22 1月 2026, 木

AIによる「職の変容」と企業の責任──サル・カーン氏の提言から考える日本の人材戦略

生成AIの普及に伴い、労働市場へのインパクトが議論されています。米国の教育イノベーターであるサル・カーン氏は、AIによる労働者の置き換えが想定以上の規模で進むと警告し、企業の利益を再教育(リスキリング)に還元すべきだと主張しています。この提言を、労働人口減少という独自の課題を抱える日本企業はどう受け止め、実務に落とし込むべきか解説します。

「見えない規模」で進行する労働の置き換え

オンライン教育プラットフォーム「カーン・アカデミー」の創設者サル・カーン氏は、AIがもたらす労働市場への影響について、多くの人々が認識しているよりもはるかに大規模な「置き換え(Displacement)」が進行すると指摘しています。これまでの自動化が主に肉体労働や定型業務を対象としていたのに対し、生成AIやLLM(大規模言語モデル)は、高度な認知的タスクやクリエイティブな領域にも浸透し始めています。

カーン氏の主張の核心は、AIによって利益を享受する企業には、その技術によって職を追われる、あるいは職務が激変する労働者に対して責任があるという点です。彼は、AI導入による増益の一部を寄付し、それを原資として労働者の再教育(レイトレーニング)を行うべきだと提言しています。これは単なる慈善活動ではなく、社会システムの安定を維持するための「必須コスト」として捉える視点です。

日本における文脈:失業リスクか、労働力不足の解消か

この議論をそのまま日本に持ち込む際、考慮すべき決定的な違いがあります。それは「深刻な労働人口の減少」です。米国ではAIによる失業率の増加が懸念の中心にありますが、日本では「AIを使わなければ業務が回らない」という供給制約が先に顕在化しています。

日本企業にとって、AIは「人を減らすためのコスト削減ツール」という側面よりも、「限られた人数でビジネスを維持・成長させるための拡張ツール」としての期待が大きいのが実情です。しかし、だからといってカーン氏の警告が無関係というわけではありません。日本においても、事務処理、翻訳、初歩的なプログラミング、カスタマーサポートなどの領域で、既存の業務プロセスが不要になるケースが増えています。

問題は「人余り」ではなく「スキルミスマッチ」です。AI活用を前提とした業務フローに対応できない人材が社内で余剰化する一方で、AIを使いこなせる人材は枯渇している──この二極化こそが、日本企業が直面する最大のリスクと言えます。

リスキリングを「福利厚生」から「事業戦略」へ

カーン氏が提案する「利益の一部を再教育へ」という考え方は、日本企業においては「人的資本経営」の文脈で再解釈すべきです。従来、日本企業の教育研修はOJT(オン・ザ・ジョブ・トレーニング)が中心でしたが、生成AIの進化スピードはOJTでカバーできる範囲を超えています。

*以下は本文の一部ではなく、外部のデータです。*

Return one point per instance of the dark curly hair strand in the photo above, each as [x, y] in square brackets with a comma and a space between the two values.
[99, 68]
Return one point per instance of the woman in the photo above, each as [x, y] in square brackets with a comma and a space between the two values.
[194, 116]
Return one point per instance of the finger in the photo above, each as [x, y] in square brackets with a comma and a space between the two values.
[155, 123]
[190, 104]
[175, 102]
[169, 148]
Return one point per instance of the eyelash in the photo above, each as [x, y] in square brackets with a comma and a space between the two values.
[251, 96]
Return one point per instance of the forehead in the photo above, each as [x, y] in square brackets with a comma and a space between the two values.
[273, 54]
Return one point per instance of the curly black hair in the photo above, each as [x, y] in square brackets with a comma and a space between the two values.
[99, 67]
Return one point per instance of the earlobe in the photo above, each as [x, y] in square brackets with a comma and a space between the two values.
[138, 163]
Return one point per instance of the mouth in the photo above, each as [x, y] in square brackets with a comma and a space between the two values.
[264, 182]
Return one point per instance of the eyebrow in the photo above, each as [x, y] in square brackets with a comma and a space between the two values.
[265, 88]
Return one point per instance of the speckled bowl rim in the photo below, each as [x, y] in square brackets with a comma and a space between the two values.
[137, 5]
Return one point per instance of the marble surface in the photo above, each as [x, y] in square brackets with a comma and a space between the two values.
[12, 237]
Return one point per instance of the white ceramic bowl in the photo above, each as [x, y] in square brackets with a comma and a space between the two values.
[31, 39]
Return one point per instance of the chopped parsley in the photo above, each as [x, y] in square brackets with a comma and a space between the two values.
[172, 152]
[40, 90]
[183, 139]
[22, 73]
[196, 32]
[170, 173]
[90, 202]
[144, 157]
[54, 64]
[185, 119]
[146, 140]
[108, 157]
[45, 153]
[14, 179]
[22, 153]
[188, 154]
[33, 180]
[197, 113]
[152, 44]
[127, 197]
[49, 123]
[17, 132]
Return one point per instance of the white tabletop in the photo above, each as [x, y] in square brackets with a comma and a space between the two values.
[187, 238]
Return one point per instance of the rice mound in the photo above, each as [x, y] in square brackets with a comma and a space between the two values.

企業は、AI導入によって浮いたコストや創出された利益を、単に内部留保や株主還元に回すのではなく、従業員のデジタル・リスキリングに「再投資」する必要があります。ここでいうリスキリングとは、単にAIツールの使い方を覚えることではありません。「AIが出力した内容の真偽を検証する力(AIガバナンスの基礎)」や、「AIに適切な指示を与え、業務フロー自体を再設計する力」を養うことです。

日本企業のAI活用への示唆

以上のグローバルな動向と日本の現状を踏まえ、意思決定者や実務者が意識すべきポイントは以下の通りです。

1. 削減ではなく「配置転換」を前提としたROI設計

AI導入の投資対効果(ROI)を計算する際、単なる人件費削減だけを指標にすると、組織の士気低下や労働法制上のリスクを招きます。日本企業では、AIによって創出された余力を、より付加価値の高い業務や新規事業開発へ「再配置」することを前提に計画を立てるべきです。これにより、従業員のAI受容性も高まります。

2. リスキリングへの「利益還元」の制度化

カーン氏の提言を応用し、AI活用プロジェクトで得られた成果の一部を、部門の教育予算として還元する仕組みを検討してください。例えば、生成AI導入で残業時間が削減できた場合、その浮いたコストの一部を従業員の学習支援やデジタルツールのライセンス費用に充てるなど、現場がメリットを感じられる循環を作ることが重要です。

3. AI格差による組織分断の防止

AIを使いこなす層とそうでない層の間で、生産性と評価の格差が急速に広がります。技術的なトレーニングだけでなく、マネジメント層が「AI時代の評価制度」を再定義する必要があります。成果物の質だけでなく、AIを活用していかにプロセスを効率化したか、あるいはチームのAIリテラシー向上に寄与したかといった観点を評価軸に組み込むことが、組織全体の底上げにつながります。